I tentatively approached the allergist on his thoughts on a home cooked diet and he responded very favorably (some vets caution against this as they think owners will compromise their dogs nutrition). He suggested if we were up for it, that we move to an elimination diet to truly get a handle on what food allergies, if any, were causing Jack's symptoms.

So that brings us to today, or to the activities of last weekend. After order 40 lbs of ground ostritch on the internet, cooking it and about 20 lbs. of sweet potato up in my kitchen, along with two giant vats of oatmeal, Jack now eats a special mix of the above. 50% ostritch, 25% oatmeal and 25% sweet potatoes. Good thing I have a lot of counter space in my kitchen!

It's important to note that as soon as we pulled him off the commerical food (1/8/10 or so), we almost immediately began to see an improvement. We did a bath with an oatmeal based soap and began feeding the beef mix mentioned above and almost overnight, the scratching lessened.

As it took a few days for the ostritch to arrive, we stuck with the beef & rice up until 1/22. That evening was his first meal of the ostrich porridge (as I'll now refer to it). As he's a lab - usual weight around 86 lbs and present weight at 80, you do need to feed a pretty big portion of this mix. Info from the allergist indicates 1 cup of prepared mix per 10 lbs of body weight. So he's getting 8 cups of the porridge - takes up a lot of room in his bowl. He looks at me like "really, I get to eat ALL THAT"....and seems to love it! I think the sweet potatoes puzzled him a bit at first but once you mash them up, it's fine.

So, where are we today (1/27/10) - 5 days into the trial - no scratching, coat is shiny and black and I can't feel his ribs quite so prominently. We'll see...but I am encouraged.

He did not seem to be himself over the weekend which to some degree, I attribute to his body getting used to this new food. He was pretty lethargic unless I got him engaged in playing ball, etc...He'd also spent several days at daycare which does wear him out.
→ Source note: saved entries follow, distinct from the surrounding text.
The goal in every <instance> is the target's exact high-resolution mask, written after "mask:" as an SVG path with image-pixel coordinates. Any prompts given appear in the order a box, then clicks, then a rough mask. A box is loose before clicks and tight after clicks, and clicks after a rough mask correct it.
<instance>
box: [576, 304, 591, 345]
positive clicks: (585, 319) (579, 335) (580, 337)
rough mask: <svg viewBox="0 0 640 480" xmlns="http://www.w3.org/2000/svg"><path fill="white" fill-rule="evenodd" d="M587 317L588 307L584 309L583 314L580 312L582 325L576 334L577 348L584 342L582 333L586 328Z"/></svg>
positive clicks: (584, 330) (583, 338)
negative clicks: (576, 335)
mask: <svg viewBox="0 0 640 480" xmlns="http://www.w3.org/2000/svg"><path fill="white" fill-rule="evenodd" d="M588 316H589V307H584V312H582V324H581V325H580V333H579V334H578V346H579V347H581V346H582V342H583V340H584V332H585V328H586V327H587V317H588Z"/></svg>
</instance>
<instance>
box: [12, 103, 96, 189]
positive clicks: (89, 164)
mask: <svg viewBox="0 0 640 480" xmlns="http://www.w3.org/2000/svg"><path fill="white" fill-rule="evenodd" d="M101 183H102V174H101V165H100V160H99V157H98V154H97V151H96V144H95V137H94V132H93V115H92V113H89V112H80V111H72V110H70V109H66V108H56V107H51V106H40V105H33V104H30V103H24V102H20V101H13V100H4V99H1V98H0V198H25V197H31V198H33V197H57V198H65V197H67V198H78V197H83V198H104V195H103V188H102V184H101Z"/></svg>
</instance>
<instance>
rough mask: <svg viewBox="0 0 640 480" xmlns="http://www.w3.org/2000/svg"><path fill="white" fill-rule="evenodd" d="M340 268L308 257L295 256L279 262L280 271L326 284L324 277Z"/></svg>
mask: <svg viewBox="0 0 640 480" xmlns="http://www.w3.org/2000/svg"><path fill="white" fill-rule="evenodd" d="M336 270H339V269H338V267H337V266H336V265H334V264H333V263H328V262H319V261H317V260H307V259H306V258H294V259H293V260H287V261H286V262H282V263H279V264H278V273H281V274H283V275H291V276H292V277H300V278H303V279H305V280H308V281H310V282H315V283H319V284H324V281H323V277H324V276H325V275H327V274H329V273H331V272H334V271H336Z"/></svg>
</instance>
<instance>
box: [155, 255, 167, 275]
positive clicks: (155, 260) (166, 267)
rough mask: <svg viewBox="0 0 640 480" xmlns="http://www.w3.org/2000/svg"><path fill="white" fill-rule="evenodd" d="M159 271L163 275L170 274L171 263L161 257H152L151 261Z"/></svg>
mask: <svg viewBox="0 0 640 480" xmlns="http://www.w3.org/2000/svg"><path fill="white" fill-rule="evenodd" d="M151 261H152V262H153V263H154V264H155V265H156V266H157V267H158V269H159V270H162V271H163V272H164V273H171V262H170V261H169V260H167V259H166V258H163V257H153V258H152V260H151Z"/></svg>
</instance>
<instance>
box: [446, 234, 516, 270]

However, yesterday and today, I'm seeing a peppier boy, even after daycare last night.

Two other things to know - the elimination diet requires strict compliance with what goes in his mouth. NOTHING else can be consumed. NO treats, no toast crust, no biscuits at the bank. Everyone around him must know and comply or the results of the test are compromised. I felt pretty badly that my other dog (who for now, we've decided to keep on a commercial diet - more on that in a later post), can still have biscuits. I came up with an answer to the no biscuits for Jack though - I used the dehydrate function on my oven and cooked up sweet potato slices for him. He seems to like them and then at least there's something he can have as a treat. Took a bag to daycare too, which they appreciated.

Second thing - he's drinking very little water out of his bowl, like almost none! Freaked me out at first, but I began thinking about the two cups or so I add to the food mix to make everything sort of mush together, so he is getting water. Also the info on the diet states that reduced water consumption is normal. I assume because ingredients contain water, he doesn't need to consume as much.

So, I'm supposed to be maintaining an "itch calendar" to monitor results of the diet. I've chosen to use this blog to do that. No idea if people will find it but for me, it'll serve as place to record what I'm noting. That's all for this morning...future posts will include thoughts on my other dog, things I've learned so far about home cooking for dogs and costs associated.